[OCLUG-devel] Trouble with strings and files
James Colannino
james at colannino.org
Tue Jul 6 21:19:35 PDT 2004
Tim Thelin wrote:
> James Colannino wrote:
>
>> Hey everyone. One of the programming excercises in my C book asked me
>> to write a program that will take numbers from a file, place all the
>> numbers divisible by 3 in one file, and all the numbers not divisible
>> by 3 in another file. I wrote a program that compiles without any
>> fatal errors (albeit I do get some warnings; I will post if asked),
>> but when I run the program with the correct number of arguments, it
>> seg faults. I ran strace on it to see what it was failing on, but had
>> trouble locating the exact problem. Below are URLs pointing to both
>> the C source and strace's output:
>>
>> http://james.colannino.org/mailinglist/strace.output
>> http://james.colannino.org/mailinglist/twolist.c
>>
>> I'm sure there's some blatantly obvious and stupid thing that I'm
>> doing, but for the life of me, I can't figure out what it is. I'm
>> hoping that someone more experienced can hit me over the head with the
>> correct answer :) Thanks very much in advance.
>>
>> James
>
>
> You probably only want to use strace for debugging when your trying to
> figure out what system calls are being used and with what arguments.
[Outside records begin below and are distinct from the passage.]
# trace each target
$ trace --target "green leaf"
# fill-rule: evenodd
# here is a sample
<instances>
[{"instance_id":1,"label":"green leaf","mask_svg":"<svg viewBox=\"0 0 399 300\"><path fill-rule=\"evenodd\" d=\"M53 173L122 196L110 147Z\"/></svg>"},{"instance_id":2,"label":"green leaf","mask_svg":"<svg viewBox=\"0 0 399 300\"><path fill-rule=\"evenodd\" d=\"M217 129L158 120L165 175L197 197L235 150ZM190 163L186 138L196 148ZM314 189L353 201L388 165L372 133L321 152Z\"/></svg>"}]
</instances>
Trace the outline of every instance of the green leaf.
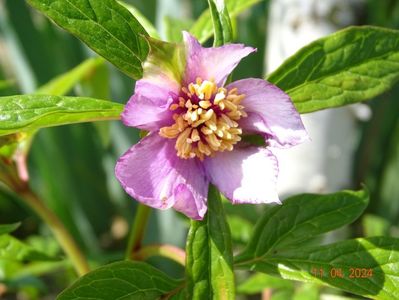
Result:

> Otherwise its not too useful as a general debugging tool. Getting
> familiar with gdb (or one of its graphical front ends) would probably be
> more useful to you.
>
> I believe the issue is your sscanfs for turning the number into a
> string. You should actually be using sprintf there, not sscanf. scanf
> is for turning a string something and parsing it into smaller units
> (scaning); printf is used for taking smaller units and turning them into
> a single string. So you want to take your smaller unit (the number) and
> turn it into the string you want to place in the file with your fputs.
>
> Its probably segfaulting because scanf needs a string as a first arg and
> your passing in a number; remember how strings are just char pointers...
> and numbers can be cast as a char* quite easily... so scanf is using
> your number as a memory address and seg faulting. One of the compiler's
> warnings probably hinted at this (as a personal rule I always compile
> with -Wall (all warnings) and make sure i've solved every warning before
> continuingor at least made sure i know why i'm ignoring a warning).
>
> Btw you could combine your (soon to be) sprintfs and fputs into a single
> fprintf, and you could combine your fgets and scanf into a single fscanf.
Extremely helpful. Thank you :)
James
--
My blog: http://www.crazydrclaw.com/
My homepage: http://james.colannino.org/
"There are no uninteresting things; only uninterested people." --G.K.